There is a tendency for holders to be harassed by reports of noncompliance from those seeking to
replace them on the land, and again there is great potential for corruption in the evaluation of
compliance. In many countries, political dissent has caused a review of the dissenter's compliance with
development conditions. In fact, there has been almost complete failure in most countries to
systematically and fairly evaluate the fulfillment of development conditions. The requisite staff and
resources, especially transport, are usually not available. Alternatives to development conditions
include less-direct land use controls, such as zoning enforced through fines, plus mechanisms such as
economic ground rents which exert pressure on landholders to either place their land in economically
profitable uses or, if they cannot afford to do so, to transfer the land to someone who can develop it.

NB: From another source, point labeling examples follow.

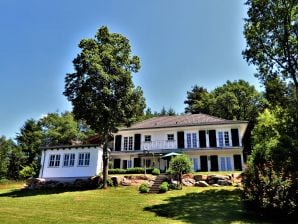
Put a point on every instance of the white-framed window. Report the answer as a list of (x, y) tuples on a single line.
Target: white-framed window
[(84, 159), (225, 163), (69, 159), (223, 139), (128, 143), (170, 137), (54, 160), (147, 138), (191, 140)]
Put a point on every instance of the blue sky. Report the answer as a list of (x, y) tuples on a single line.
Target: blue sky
[(180, 44)]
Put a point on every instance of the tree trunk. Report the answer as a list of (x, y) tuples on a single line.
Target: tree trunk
[(105, 160)]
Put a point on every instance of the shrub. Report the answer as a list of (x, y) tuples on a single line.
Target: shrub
[(27, 172), (164, 187), (144, 188), (155, 171)]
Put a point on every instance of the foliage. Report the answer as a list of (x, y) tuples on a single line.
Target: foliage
[(155, 171), (180, 165), (101, 89), (27, 172), (144, 188), (271, 32), (164, 187)]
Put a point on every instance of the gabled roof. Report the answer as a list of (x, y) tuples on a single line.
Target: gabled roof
[(180, 121)]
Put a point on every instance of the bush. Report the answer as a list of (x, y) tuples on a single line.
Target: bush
[(144, 188), (27, 172), (155, 171), (164, 187)]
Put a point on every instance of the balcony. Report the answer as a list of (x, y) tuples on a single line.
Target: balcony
[(160, 144)]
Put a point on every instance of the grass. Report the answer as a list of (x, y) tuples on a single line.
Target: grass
[(122, 205)]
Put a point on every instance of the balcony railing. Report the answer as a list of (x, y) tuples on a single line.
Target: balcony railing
[(161, 144)]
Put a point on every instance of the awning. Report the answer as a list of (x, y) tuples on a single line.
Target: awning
[(171, 154)]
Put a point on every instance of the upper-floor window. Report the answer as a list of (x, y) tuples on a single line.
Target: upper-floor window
[(170, 137), (191, 140), (147, 138), (84, 159), (223, 138), (69, 159), (128, 143), (54, 160)]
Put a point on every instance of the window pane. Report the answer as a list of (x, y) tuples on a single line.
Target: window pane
[(220, 139)]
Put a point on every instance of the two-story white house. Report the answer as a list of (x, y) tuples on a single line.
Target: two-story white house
[(213, 144)]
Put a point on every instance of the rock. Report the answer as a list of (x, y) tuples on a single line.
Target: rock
[(224, 182), (200, 177), (188, 182), (201, 184), (125, 182)]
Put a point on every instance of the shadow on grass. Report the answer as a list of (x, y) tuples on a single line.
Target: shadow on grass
[(210, 206), (27, 193)]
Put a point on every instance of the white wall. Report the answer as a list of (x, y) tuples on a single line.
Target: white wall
[(95, 164)]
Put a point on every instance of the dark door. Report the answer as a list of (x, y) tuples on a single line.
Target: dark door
[(136, 162), (117, 163), (235, 137), (180, 135), (237, 162), (137, 141), (212, 138), (214, 163), (118, 143), (204, 163), (202, 139)]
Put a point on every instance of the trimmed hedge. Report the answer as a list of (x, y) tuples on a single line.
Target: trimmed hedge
[(135, 170), (164, 187)]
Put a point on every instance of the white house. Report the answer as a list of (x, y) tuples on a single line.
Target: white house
[(71, 162), (213, 144)]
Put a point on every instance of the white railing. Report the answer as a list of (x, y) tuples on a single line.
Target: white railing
[(161, 144)]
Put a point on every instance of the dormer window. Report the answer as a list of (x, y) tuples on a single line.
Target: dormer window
[(170, 137)]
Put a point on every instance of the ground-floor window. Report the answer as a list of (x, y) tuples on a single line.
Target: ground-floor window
[(54, 160), (225, 163), (84, 159)]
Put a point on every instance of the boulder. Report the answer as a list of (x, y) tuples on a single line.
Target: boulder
[(224, 182), (201, 184), (188, 182)]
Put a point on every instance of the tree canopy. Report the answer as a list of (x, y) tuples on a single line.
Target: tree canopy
[(101, 89)]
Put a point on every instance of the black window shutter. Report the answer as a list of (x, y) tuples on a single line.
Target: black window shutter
[(214, 163), (137, 141), (204, 163), (212, 138), (235, 137), (237, 162), (118, 142), (180, 135), (202, 139)]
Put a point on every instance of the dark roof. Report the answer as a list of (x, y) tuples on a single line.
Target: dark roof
[(70, 146), (180, 121)]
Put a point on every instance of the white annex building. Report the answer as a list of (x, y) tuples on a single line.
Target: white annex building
[(213, 144), (70, 162)]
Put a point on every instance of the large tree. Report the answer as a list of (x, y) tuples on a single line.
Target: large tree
[(101, 89), (271, 32)]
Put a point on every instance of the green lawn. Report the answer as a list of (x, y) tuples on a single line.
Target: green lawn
[(122, 205)]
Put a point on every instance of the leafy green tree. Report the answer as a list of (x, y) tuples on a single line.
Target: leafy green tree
[(271, 32), (180, 165), (101, 88), (198, 100)]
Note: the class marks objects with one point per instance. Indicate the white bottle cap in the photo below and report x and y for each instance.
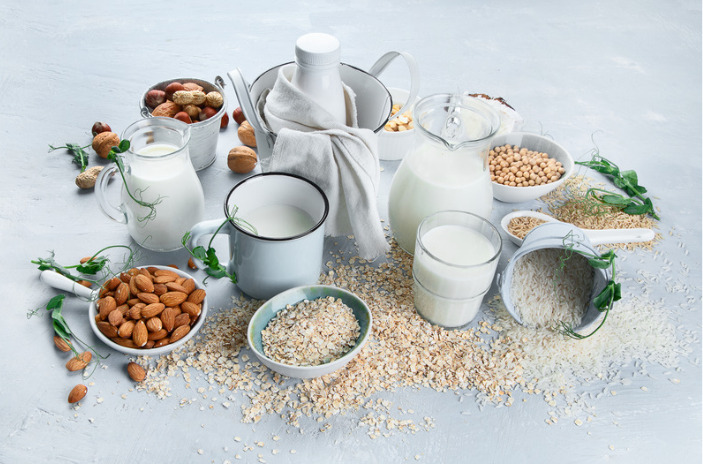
(317, 49)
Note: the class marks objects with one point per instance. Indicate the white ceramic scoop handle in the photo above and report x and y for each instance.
(600, 237)
(60, 282)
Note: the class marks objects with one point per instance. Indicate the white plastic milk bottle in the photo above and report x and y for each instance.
(317, 58)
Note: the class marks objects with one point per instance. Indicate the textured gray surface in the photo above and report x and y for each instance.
(625, 74)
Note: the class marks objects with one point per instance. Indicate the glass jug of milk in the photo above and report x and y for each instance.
(161, 197)
(448, 168)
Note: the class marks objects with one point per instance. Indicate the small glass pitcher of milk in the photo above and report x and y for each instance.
(448, 167)
(158, 172)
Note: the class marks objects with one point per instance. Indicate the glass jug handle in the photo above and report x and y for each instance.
(113, 212)
(382, 63)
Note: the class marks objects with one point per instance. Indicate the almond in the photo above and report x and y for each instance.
(62, 344)
(168, 318)
(115, 317)
(126, 342)
(79, 362)
(189, 285)
(181, 320)
(158, 335)
(179, 333)
(125, 330)
(154, 324)
(160, 289)
(152, 310)
(191, 309)
(77, 393)
(197, 296)
(173, 298)
(113, 283)
(136, 372)
(148, 298)
(124, 309)
(143, 283)
(166, 273)
(107, 329)
(174, 287)
(105, 306)
(121, 293)
(133, 289)
(164, 279)
(135, 312)
(140, 335)
(162, 342)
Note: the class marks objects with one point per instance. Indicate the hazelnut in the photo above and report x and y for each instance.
(183, 116)
(182, 97)
(193, 111)
(87, 178)
(100, 127)
(214, 99)
(246, 134)
(207, 113)
(167, 109)
(198, 97)
(192, 86)
(103, 143)
(238, 115)
(241, 160)
(154, 98)
(172, 88)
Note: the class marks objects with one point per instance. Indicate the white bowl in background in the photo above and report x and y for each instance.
(538, 143)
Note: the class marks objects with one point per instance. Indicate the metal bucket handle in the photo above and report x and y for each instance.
(382, 63)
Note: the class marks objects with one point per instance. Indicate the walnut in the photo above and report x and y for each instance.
(241, 159)
(87, 178)
(246, 134)
(104, 141)
(167, 109)
(214, 99)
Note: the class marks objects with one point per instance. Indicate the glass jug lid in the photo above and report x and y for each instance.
(455, 120)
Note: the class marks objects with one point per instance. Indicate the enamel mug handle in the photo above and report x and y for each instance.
(385, 60)
(56, 280)
(113, 212)
(202, 229)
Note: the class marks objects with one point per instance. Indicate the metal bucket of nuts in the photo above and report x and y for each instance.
(193, 101)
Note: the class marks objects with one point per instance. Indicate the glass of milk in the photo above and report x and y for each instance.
(448, 167)
(456, 255)
(158, 172)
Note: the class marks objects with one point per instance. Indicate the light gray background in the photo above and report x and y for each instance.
(626, 74)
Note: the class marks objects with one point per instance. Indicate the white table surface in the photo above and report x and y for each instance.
(626, 74)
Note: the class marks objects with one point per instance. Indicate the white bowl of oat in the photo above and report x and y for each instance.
(309, 331)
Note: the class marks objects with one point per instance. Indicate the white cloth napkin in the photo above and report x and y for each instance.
(342, 160)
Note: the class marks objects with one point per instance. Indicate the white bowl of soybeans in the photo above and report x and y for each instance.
(525, 166)
(397, 137)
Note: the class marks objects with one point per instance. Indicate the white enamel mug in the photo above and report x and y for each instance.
(285, 251)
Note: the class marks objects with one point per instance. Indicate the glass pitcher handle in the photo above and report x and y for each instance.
(113, 212)
(382, 63)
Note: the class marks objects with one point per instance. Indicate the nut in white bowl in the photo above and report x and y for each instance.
(533, 142)
(93, 312)
(394, 145)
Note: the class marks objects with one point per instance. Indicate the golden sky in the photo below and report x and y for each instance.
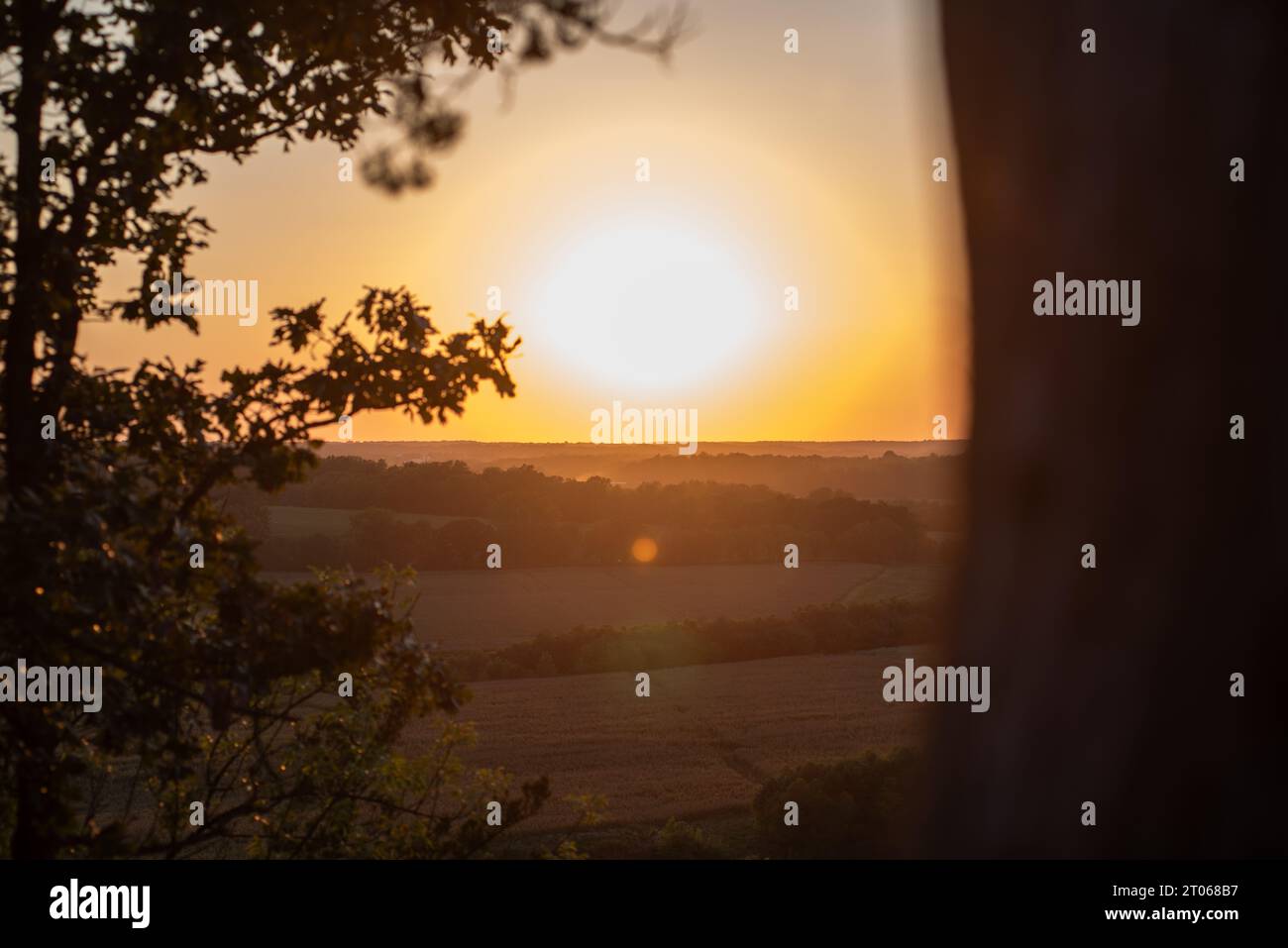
(767, 170)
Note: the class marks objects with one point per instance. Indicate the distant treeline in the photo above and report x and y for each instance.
(889, 476)
(811, 630)
(544, 520)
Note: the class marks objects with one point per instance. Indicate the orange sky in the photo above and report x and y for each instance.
(767, 170)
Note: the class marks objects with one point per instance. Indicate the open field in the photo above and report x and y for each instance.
(490, 608)
(703, 742)
(308, 522)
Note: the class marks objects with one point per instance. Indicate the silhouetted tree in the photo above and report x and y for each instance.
(213, 678)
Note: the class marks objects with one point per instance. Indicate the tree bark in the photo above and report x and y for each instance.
(1112, 685)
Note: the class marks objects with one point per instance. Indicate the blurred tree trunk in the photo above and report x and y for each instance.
(1113, 685)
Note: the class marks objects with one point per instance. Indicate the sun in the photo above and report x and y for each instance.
(644, 550)
(651, 303)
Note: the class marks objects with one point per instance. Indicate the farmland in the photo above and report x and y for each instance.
(703, 741)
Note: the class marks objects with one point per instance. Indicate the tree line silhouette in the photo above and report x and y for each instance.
(545, 520)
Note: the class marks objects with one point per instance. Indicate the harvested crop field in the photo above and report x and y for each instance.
(702, 742)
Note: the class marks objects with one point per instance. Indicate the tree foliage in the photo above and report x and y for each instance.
(220, 687)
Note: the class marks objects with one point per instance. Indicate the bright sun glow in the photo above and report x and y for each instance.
(651, 304)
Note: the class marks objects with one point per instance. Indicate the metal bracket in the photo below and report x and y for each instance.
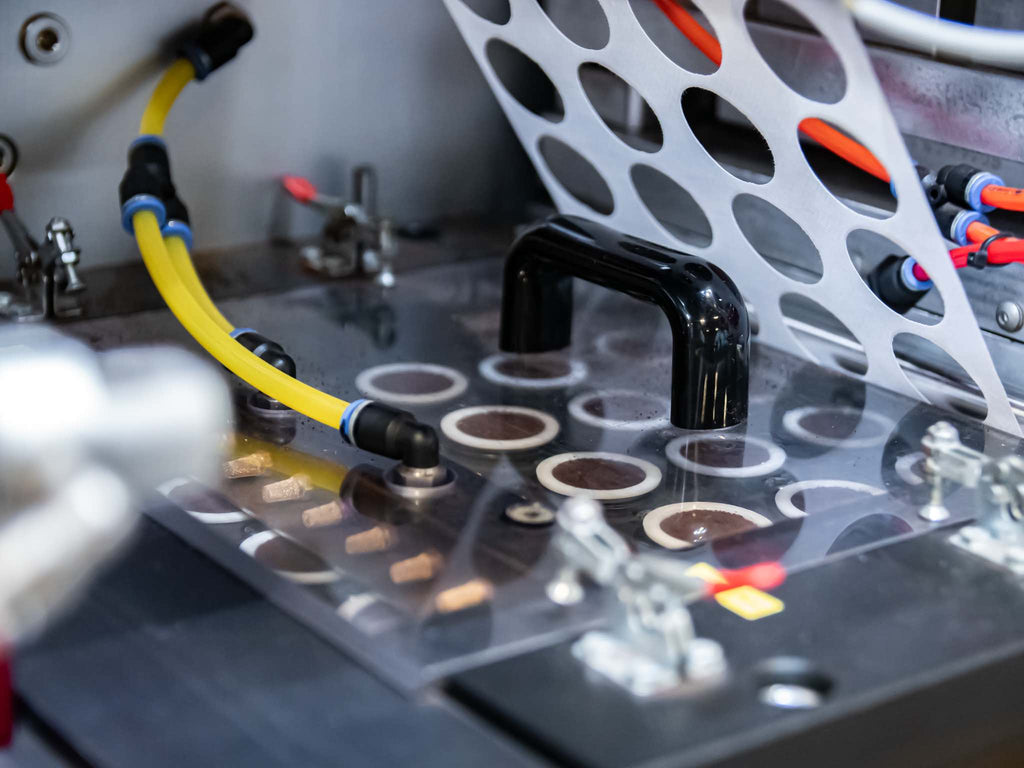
(651, 648)
(998, 532)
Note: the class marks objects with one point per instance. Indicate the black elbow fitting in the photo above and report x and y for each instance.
(148, 171)
(894, 283)
(396, 434)
(267, 350)
(222, 34)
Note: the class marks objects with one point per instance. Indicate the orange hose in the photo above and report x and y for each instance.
(1007, 198)
(979, 232)
(824, 134)
(704, 40)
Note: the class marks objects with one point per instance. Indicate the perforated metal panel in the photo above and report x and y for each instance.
(747, 82)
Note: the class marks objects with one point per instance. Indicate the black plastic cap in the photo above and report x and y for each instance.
(267, 350)
(396, 434)
(148, 171)
(887, 283)
(954, 179)
(223, 33)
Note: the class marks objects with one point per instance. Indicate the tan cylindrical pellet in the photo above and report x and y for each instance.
(420, 568)
(248, 466)
(325, 514)
(377, 539)
(288, 489)
(464, 596)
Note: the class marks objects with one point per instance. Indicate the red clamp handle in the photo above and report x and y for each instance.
(763, 576)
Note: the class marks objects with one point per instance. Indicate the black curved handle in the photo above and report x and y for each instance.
(707, 314)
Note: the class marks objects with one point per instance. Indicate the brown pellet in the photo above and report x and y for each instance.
(248, 466)
(420, 568)
(464, 596)
(379, 539)
(288, 489)
(325, 514)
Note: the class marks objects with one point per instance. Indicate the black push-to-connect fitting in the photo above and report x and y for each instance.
(148, 173)
(396, 434)
(266, 349)
(893, 282)
(224, 30)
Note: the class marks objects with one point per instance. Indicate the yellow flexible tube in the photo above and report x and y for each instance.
(170, 86)
(298, 396)
(181, 261)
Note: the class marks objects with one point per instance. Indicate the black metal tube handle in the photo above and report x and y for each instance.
(706, 312)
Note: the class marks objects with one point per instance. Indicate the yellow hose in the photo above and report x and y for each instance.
(170, 86)
(231, 354)
(181, 261)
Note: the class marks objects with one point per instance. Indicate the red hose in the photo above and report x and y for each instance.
(833, 139)
(6, 196)
(1007, 198)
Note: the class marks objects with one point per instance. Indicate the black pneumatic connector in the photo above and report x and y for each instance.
(267, 350)
(395, 434)
(893, 282)
(148, 170)
(222, 34)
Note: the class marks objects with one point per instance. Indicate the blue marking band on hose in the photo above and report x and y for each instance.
(146, 138)
(142, 203)
(975, 186)
(176, 228)
(908, 278)
(348, 414)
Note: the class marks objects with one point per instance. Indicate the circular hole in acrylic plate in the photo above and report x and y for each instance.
(577, 175)
(821, 333)
(796, 50)
(868, 249)
(728, 135)
(856, 188)
(524, 80)
(667, 37)
(496, 11)
(622, 108)
(672, 206)
(583, 22)
(777, 239)
(940, 379)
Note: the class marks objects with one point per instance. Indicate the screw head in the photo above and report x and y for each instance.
(1010, 316)
(45, 39)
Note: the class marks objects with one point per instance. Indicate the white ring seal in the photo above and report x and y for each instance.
(652, 520)
(578, 412)
(365, 383)
(783, 499)
(253, 543)
(488, 370)
(776, 456)
(545, 473)
(792, 421)
(450, 426)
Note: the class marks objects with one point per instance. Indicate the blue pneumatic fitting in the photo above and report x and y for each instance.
(138, 203)
(348, 418)
(176, 228)
(975, 186)
(909, 279)
(964, 219)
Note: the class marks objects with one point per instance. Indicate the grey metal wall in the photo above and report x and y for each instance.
(326, 84)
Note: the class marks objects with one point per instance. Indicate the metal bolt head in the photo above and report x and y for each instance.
(1010, 316)
(45, 39)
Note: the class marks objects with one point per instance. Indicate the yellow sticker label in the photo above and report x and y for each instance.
(706, 572)
(750, 602)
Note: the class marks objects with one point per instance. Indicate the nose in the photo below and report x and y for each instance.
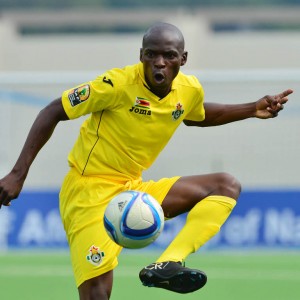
(159, 62)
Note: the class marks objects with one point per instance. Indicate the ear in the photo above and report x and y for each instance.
(141, 54)
(184, 58)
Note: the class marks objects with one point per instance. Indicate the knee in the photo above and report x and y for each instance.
(228, 185)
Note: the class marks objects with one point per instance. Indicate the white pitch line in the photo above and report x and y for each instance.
(216, 273)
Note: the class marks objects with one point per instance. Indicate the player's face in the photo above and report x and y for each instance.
(162, 57)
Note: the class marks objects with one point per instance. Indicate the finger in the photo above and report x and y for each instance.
(4, 199)
(274, 113)
(284, 94)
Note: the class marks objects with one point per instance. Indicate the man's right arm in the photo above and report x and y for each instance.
(40, 132)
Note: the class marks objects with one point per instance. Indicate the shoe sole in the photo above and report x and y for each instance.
(186, 281)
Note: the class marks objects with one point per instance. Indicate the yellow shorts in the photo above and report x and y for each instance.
(82, 204)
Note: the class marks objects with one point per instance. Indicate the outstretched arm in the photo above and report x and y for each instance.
(264, 108)
(40, 132)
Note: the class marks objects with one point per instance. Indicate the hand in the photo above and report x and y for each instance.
(270, 106)
(10, 188)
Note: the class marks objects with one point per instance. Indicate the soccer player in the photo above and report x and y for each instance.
(134, 111)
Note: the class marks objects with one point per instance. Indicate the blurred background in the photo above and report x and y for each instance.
(239, 50)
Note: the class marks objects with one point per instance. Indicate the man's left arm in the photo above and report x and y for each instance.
(264, 108)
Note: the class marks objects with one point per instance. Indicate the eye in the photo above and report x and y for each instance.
(149, 54)
(170, 55)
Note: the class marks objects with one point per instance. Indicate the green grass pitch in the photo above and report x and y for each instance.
(231, 276)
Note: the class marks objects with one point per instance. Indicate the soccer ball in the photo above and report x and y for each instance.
(133, 219)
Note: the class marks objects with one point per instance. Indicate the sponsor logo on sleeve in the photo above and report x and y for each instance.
(95, 255)
(177, 112)
(79, 95)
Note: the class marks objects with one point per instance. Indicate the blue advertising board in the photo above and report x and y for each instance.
(268, 219)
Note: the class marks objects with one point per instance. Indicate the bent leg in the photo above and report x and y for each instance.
(97, 288)
(210, 200)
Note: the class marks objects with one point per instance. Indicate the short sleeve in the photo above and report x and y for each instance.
(89, 97)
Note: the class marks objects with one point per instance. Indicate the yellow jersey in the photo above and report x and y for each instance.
(128, 125)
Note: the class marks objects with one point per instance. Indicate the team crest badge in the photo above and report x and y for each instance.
(79, 95)
(141, 106)
(177, 112)
(95, 256)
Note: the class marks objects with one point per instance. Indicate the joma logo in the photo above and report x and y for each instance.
(140, 111)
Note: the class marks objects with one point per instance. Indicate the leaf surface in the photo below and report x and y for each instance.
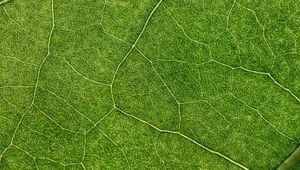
(149, 84)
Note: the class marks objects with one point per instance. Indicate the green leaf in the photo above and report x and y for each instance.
(156, 84)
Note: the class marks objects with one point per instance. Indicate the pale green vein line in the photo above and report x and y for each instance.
(100, 121)
(16, 59)
(186, 137)
(260, 115)
(184, 32)
(114, 143)
(56, 123)
(6, 12)
(130, 50)
(3, 2)
(259, 73)
(165, 84)
(65, 101)
(36, 84)
(83, 76)
(264, 34)
(291, 161)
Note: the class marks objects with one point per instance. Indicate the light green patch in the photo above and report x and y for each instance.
(149, 84)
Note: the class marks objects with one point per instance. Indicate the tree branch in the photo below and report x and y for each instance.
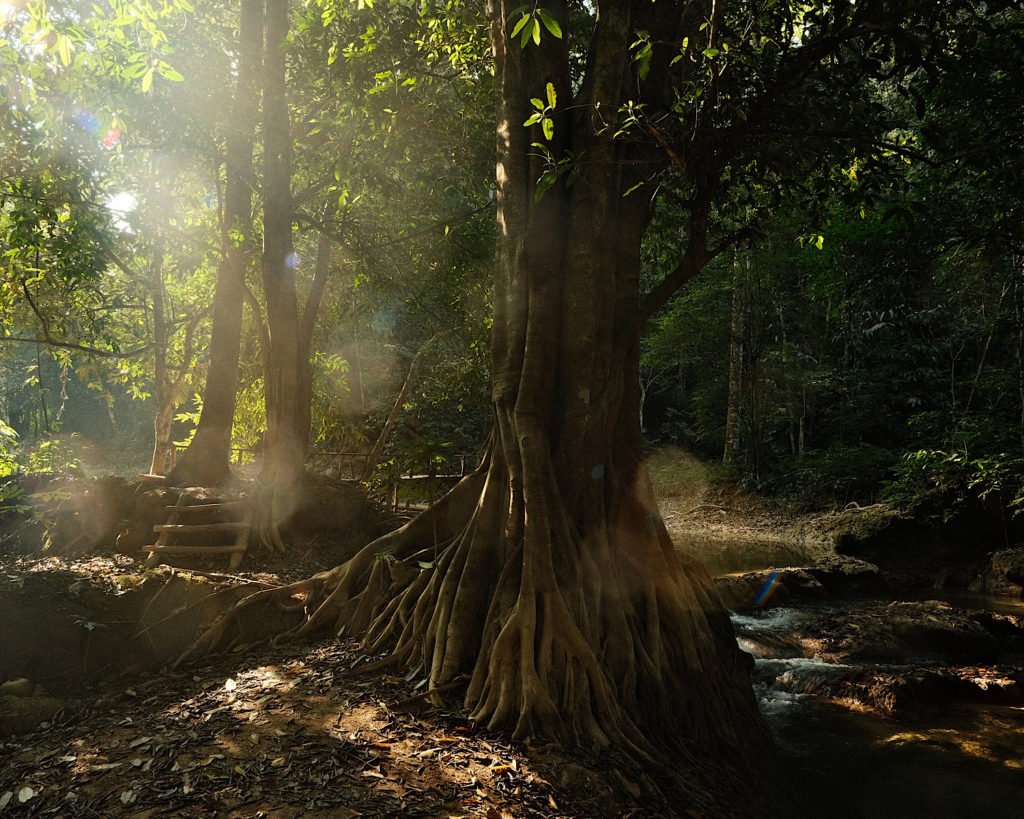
(68, 345)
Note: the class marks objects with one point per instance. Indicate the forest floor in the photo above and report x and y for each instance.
(696, 508)
(296, 730)
(287, 731)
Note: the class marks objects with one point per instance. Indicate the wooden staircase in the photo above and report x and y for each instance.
(188, 522)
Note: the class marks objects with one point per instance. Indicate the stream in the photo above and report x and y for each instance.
(956, 757)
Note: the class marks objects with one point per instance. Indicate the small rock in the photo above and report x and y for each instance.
(22, 687)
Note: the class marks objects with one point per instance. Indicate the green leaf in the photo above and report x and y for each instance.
(518, 27)
(550, 23)
(64, 48)
(168, 73)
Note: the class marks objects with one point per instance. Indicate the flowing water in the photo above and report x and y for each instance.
(841, 761)
(836, 760)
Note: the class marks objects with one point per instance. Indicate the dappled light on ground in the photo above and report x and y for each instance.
(289, 732)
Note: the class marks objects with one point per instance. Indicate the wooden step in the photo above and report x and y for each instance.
(239, 506)
(195, 550)
(186, 528)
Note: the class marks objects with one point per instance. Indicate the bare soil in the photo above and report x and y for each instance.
(290, 732)
(698, 508)
(286, 731)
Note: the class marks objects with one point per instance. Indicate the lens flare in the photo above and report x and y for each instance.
(768, 589)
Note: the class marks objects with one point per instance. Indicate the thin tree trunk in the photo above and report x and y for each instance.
(208, 458)
(161, 383)
(736, 330)
(286, 444)
(375, 455)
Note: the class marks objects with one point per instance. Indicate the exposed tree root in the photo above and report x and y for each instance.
(608, 641)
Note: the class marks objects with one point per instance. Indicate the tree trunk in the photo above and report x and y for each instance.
(285, 451)
(208, 458)
(161, 382)
(736, 330)
(547, 578)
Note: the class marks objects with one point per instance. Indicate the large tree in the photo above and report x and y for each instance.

Finally, the experience with leasehold systems shows that it is simply difficult to find the
resources for a national system of land administration. It is one thing to implement a leasehold system
in a settlement scheme, quite another to imagine the costs and staff requirements of bringing all the
land in a country under such a system. Even a freehold system requires an administrative
infrastructure—the cadastral and registry system—and cannot be expanded without concern for costs.

In light of these problems, there is a growing realization that it is not feasible to broadly
replace indigenous tenure systems with leasehold (and to a lesser extent freehold) in the short or even
intermediate term. The need is to identify what the priority areas should be for the limited tenure
"replacement" which can be afforded. Replacement is likely to be most effective in rather limited
geographic areas where market forces, including produce markets for relatively high-value commercial
crops and rural financial markets, are well developed. For other areas, the need is for tenure-change
strategies which stress more evolutionary processes and may involve continued reliance for some time
on the relatively cost-effective customary institutions of land administration.

Zambian experience and needs will be examined with these issues in mind.